Sensor data enables measurement of physical processes with a level of precision and frequency that would be difficult through manual observation.

Examples include:

monitoring machine performance in real time
tracking delivery routes and delays
measuring patient vital signs
detecting environmental anomalies

Common Problems

Sensor and IoT data can suffer from:

device failure
calibration drift
intermittent connectivity
power loss
missing intervals
measurement noise
inconsistent firmware behavior
unit inconsistencies across devices

Example

A temperature reading of 85 may be valid, suspicious, or meaningless depending on whether the unit is Celsius or Fahrenheit, whether the sensor is indoors or outdoors, and whether the device was recently recalibrated.

Analyst Guidance

For sensor data, confirm:

measurement units
sampling frequency
device identifiers
calibration procedures
timezone handling
expected operating ranges
maintenance events that may affect readings

Experimental Data

Experimental data is produced when conditions are deliberately varied to measure causal effects. This type of data is common in scientific research, product experimentation, marketing testing, operations improvement, and policy evaluation.

Examples

A/B tests
randomized controlled trials
pricing experiments
email subject-line tests
process improvement trials
clinical experiments

Key Feature

The defining feature of experimental data is that the researcher or organization actively assigns treatments, conditions, or interventions rather than merely observing what happens naturally.

Why It Matters

Experiments help answer causal questions such as:

Did the new onboarding flow improve activation?
Did the promotion increase sales?
Did the training program improve performance?

This is different from observational analysis, which often identifies associations but cannot as easily isolate cause and effect.

Components of Experimental Data

Experimental datasets often include:

subject or unit ID
treatment assignment
control condition
outcome measures
pre-treatment variables
timestamps
exposure indicators
eligibility criteria

Common Risks

Even experiments can fail or mislead when there is:

poor randomization
sample imbalance
contamination between groups
noncompliance
attrition
small sample size
measurement errors
premature stopping

Analyst Guidance

When analyzing experimental data, verify:

unit of randomization
assignment method
treatment and control definitions
exposure logging
exclusion rules
experiment start and stop dates
whether outcomes were predefined

Manual Data Entry Issues

Not all data is captured automatically. Many important datasets still depend on humans typing values into forms, spreadsheets, or operational systems.

Common Contexts

customer service notes
CRM updates
reimbursement forms
inventory adjustments
medical coding
compliance records
spreadsheet-based reporting
case management systems

Frequent Errors

Manual entry introduces predictable problems:

typos
inconsistent spelling
missing values
incorrect dates
wrong units
duplicated records
free-text variation
copy-paste mistakes
default values left unchanged

Standardization Problems

One user may enter “United States,” another “USA,” and another “US.” One may enter phone numbers with country codes and another without. Dates may appear in multiple formats. Product names may be abbreviated inconsistently.

These inconsistencies complicate grouping, joining, and reporting.

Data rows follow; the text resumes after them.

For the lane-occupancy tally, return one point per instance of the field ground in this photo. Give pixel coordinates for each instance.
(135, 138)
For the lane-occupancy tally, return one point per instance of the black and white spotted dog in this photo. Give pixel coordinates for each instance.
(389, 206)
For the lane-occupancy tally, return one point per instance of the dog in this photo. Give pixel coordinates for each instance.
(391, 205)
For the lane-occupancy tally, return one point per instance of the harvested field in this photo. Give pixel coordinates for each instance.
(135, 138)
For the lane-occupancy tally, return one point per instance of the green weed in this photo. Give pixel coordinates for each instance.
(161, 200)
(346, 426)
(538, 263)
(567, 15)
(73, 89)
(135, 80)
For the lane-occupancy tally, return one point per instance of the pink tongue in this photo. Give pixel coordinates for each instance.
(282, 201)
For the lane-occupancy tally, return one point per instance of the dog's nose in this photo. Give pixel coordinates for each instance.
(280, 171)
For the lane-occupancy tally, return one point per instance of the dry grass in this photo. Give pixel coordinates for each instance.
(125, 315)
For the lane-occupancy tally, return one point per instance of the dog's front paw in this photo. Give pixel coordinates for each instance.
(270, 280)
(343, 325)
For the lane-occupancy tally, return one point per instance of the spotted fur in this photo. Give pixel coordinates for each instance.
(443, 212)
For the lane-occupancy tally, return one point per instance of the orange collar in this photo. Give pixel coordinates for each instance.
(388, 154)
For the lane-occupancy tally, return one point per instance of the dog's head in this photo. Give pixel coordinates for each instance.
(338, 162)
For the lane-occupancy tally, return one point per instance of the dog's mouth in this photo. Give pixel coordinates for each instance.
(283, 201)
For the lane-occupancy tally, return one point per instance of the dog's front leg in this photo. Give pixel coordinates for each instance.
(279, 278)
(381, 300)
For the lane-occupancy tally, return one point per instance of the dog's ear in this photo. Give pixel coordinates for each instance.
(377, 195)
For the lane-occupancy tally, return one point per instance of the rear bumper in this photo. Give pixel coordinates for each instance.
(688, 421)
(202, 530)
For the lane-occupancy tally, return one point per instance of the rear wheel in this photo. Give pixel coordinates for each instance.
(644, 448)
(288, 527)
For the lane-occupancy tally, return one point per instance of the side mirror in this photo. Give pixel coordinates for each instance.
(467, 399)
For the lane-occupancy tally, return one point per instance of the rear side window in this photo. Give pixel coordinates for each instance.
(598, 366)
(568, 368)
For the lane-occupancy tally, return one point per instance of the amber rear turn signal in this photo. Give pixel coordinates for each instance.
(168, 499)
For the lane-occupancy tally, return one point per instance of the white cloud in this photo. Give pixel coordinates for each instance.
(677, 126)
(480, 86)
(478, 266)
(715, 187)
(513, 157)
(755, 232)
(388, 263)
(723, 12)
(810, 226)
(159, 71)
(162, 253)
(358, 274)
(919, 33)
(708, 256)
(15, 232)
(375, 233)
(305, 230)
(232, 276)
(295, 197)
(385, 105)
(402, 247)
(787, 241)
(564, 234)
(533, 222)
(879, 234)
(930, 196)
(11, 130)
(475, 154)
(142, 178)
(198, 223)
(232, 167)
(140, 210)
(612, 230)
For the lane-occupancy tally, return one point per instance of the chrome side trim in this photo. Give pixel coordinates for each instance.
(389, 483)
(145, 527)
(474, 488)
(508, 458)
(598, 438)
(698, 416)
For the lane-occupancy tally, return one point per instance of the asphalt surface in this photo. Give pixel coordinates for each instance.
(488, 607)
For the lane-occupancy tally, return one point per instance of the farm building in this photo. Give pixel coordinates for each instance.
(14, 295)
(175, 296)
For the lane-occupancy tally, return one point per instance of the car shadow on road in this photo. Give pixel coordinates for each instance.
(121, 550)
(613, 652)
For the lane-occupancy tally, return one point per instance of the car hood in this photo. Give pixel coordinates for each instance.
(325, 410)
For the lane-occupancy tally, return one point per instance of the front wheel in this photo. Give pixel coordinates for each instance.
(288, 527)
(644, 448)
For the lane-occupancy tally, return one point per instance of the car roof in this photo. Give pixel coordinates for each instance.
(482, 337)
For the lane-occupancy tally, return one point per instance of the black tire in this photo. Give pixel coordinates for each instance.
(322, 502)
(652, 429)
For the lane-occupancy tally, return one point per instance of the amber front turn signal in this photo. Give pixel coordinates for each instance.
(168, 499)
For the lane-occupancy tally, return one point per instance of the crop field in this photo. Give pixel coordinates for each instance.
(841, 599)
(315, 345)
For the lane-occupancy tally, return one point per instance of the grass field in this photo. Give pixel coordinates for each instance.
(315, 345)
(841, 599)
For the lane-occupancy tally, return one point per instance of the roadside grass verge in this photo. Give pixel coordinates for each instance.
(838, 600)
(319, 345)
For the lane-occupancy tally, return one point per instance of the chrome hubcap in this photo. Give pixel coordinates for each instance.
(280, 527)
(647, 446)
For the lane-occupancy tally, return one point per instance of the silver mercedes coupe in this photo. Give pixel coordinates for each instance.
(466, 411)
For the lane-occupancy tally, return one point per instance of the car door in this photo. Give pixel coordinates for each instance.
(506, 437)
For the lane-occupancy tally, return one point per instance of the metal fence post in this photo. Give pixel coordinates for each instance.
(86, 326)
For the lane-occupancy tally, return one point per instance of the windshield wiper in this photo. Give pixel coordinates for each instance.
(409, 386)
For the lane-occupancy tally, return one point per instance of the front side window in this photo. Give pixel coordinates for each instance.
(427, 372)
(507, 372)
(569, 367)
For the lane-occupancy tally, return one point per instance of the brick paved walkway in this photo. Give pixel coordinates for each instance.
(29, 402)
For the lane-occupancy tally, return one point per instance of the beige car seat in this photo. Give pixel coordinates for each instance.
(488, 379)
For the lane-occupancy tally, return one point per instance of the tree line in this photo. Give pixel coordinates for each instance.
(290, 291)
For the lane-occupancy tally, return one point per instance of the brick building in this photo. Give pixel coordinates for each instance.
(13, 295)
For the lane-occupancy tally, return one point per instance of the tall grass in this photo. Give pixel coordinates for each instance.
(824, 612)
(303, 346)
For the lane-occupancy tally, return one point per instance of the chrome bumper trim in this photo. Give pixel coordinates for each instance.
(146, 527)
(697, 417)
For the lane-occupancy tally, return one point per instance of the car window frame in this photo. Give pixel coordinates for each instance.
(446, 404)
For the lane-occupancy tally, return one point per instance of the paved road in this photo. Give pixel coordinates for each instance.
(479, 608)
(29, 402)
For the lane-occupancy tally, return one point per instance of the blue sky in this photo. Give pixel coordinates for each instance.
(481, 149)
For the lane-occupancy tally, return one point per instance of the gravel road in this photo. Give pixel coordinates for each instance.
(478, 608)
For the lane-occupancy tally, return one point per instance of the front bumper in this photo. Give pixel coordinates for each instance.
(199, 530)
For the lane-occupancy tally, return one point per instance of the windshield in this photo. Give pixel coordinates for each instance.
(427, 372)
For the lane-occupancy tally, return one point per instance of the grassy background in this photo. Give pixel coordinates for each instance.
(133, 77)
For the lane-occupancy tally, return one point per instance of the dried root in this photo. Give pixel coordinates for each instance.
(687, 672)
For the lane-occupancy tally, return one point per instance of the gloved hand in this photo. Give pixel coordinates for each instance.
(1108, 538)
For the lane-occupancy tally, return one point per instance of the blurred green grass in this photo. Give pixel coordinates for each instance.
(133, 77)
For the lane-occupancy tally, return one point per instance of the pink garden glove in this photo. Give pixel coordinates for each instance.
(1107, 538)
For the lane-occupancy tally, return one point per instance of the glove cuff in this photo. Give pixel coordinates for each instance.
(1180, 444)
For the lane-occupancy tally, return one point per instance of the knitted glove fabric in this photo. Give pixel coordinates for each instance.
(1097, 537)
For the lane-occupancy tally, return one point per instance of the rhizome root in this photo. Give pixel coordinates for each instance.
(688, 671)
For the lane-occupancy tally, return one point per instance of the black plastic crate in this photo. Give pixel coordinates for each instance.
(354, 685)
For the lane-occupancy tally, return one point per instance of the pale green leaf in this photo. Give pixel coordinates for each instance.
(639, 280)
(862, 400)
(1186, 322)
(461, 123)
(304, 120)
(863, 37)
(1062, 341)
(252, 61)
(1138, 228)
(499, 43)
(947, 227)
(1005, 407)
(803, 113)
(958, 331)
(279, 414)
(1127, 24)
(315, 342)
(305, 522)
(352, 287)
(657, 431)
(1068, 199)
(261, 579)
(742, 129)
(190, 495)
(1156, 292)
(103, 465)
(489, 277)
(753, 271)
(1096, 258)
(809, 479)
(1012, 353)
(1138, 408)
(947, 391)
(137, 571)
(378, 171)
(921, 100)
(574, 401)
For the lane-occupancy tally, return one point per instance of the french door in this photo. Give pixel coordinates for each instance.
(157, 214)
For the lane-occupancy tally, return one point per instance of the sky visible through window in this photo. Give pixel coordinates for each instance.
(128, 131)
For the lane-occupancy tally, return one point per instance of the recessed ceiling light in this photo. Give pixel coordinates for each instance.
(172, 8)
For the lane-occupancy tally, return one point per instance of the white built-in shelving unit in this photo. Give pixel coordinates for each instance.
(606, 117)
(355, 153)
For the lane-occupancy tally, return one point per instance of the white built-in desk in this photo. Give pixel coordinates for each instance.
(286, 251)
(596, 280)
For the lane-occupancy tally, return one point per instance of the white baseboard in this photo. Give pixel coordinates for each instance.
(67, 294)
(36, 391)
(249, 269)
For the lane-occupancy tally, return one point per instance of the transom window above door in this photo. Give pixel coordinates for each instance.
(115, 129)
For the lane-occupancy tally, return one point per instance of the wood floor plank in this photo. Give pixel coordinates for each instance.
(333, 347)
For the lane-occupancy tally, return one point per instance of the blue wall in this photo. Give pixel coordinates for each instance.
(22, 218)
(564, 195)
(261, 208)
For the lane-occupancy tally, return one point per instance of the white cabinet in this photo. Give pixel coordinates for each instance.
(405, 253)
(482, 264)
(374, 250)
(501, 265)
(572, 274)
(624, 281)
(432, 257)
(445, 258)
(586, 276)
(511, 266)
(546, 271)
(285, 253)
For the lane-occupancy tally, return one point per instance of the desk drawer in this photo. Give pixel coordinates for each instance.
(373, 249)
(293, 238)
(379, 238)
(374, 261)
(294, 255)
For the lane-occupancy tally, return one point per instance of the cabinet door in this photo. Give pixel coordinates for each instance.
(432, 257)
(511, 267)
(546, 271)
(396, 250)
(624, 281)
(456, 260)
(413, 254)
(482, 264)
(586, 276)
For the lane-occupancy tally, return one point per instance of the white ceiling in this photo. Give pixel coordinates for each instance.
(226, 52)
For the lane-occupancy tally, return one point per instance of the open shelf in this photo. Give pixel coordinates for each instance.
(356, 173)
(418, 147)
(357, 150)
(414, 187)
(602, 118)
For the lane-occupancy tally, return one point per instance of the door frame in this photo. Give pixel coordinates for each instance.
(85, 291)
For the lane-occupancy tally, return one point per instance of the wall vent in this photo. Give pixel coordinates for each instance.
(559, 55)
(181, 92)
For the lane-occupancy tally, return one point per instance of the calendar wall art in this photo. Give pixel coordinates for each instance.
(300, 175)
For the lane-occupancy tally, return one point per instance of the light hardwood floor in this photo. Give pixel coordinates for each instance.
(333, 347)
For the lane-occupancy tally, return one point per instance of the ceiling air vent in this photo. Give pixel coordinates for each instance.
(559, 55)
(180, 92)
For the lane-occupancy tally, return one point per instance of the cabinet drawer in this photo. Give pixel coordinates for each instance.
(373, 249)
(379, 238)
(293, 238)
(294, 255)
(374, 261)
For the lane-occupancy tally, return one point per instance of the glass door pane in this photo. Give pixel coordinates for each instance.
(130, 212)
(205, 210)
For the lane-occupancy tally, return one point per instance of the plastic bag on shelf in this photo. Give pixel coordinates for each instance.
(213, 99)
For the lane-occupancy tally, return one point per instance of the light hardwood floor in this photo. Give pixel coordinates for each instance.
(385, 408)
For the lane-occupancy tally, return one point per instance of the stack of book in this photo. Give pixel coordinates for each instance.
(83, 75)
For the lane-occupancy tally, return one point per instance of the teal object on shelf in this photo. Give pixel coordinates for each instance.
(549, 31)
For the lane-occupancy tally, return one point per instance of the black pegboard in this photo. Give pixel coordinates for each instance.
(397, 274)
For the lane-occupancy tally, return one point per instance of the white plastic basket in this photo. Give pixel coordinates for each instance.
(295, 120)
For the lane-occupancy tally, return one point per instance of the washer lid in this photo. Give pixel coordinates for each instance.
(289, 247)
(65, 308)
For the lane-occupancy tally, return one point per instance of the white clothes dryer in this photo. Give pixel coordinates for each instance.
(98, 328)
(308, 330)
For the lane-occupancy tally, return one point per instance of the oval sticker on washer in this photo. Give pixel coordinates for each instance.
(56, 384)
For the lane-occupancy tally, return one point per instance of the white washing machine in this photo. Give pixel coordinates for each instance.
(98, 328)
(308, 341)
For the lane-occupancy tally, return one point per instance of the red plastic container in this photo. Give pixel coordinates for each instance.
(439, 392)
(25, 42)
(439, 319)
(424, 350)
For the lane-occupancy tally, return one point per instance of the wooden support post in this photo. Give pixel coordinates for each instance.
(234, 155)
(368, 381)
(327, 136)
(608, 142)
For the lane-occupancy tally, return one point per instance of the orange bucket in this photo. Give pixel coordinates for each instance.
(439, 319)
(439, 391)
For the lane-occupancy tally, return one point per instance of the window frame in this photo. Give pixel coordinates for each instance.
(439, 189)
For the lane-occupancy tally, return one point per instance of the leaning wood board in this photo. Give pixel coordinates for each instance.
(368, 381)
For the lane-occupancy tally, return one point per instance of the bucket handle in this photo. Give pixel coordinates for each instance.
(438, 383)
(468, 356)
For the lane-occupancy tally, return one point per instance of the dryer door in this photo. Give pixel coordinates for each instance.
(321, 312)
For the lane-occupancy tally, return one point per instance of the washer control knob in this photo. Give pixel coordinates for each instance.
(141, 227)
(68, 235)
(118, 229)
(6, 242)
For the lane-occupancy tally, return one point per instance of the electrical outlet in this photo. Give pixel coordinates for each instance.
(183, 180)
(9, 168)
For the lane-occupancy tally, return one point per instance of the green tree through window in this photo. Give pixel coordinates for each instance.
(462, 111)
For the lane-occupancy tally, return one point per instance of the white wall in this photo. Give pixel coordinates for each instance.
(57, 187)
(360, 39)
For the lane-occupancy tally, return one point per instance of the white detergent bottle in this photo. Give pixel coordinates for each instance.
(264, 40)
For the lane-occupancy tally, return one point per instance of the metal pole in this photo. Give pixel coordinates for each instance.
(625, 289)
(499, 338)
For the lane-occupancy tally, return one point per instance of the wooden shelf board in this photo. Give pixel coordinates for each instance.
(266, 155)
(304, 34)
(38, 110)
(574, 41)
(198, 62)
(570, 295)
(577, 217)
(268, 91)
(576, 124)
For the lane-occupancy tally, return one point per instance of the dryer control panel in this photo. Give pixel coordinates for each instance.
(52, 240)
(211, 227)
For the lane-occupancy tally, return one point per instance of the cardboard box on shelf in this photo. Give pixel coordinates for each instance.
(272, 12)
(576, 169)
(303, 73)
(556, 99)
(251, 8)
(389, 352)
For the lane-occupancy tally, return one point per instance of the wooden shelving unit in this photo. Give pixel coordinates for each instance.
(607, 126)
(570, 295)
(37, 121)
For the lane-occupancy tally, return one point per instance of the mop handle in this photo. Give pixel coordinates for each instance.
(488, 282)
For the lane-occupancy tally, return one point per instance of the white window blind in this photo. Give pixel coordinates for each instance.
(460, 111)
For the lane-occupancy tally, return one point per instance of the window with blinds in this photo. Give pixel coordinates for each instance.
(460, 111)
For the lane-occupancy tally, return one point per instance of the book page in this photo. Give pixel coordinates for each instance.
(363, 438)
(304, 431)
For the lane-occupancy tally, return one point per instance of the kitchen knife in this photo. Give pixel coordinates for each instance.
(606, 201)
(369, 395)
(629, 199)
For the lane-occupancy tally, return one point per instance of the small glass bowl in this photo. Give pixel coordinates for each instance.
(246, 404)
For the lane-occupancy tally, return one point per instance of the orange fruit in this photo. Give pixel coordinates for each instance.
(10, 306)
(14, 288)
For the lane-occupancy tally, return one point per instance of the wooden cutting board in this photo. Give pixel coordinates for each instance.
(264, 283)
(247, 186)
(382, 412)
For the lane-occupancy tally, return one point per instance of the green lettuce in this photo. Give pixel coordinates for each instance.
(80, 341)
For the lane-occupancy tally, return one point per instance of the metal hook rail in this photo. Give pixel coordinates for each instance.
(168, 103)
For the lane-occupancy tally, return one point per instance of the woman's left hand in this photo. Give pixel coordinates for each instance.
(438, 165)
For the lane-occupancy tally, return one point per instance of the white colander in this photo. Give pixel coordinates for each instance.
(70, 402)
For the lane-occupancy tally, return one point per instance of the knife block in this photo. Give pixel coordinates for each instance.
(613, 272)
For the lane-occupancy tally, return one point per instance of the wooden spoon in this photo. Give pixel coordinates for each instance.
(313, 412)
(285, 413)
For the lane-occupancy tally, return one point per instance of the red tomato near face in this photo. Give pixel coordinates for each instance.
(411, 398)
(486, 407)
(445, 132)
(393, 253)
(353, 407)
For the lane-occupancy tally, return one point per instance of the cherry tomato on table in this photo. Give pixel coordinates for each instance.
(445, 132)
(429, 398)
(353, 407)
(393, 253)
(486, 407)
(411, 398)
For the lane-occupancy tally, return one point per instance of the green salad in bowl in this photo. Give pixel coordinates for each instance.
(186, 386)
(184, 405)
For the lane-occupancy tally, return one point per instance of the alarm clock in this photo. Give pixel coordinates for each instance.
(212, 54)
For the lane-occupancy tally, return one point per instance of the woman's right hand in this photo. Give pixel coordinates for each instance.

Incentive and Process Effects

Manual entry errors are not just individual mistakes. They often reflect process design:

fields may be unclear
users may be rushed
validation rules may be weak
training may be inconsistent
certain fields may not be important to the person entering the data

If a salesperson sees a field as bureaucratic rather than useful, completion quality may be poor even if the field is technically required.

Analyst Guidance

When working with manually entered data:

profile categorical values for inconsistencies
examine null rates by field and team
look for out-of-range values
standardize formats before analysis
identify which fields are system-enforced versus optional
understand who enters the data and why

Sampling and Observational Limitations

Not all data represents the full population of interest. Many datasets are samples, partial records, or observational traces shaped by who or what was measured.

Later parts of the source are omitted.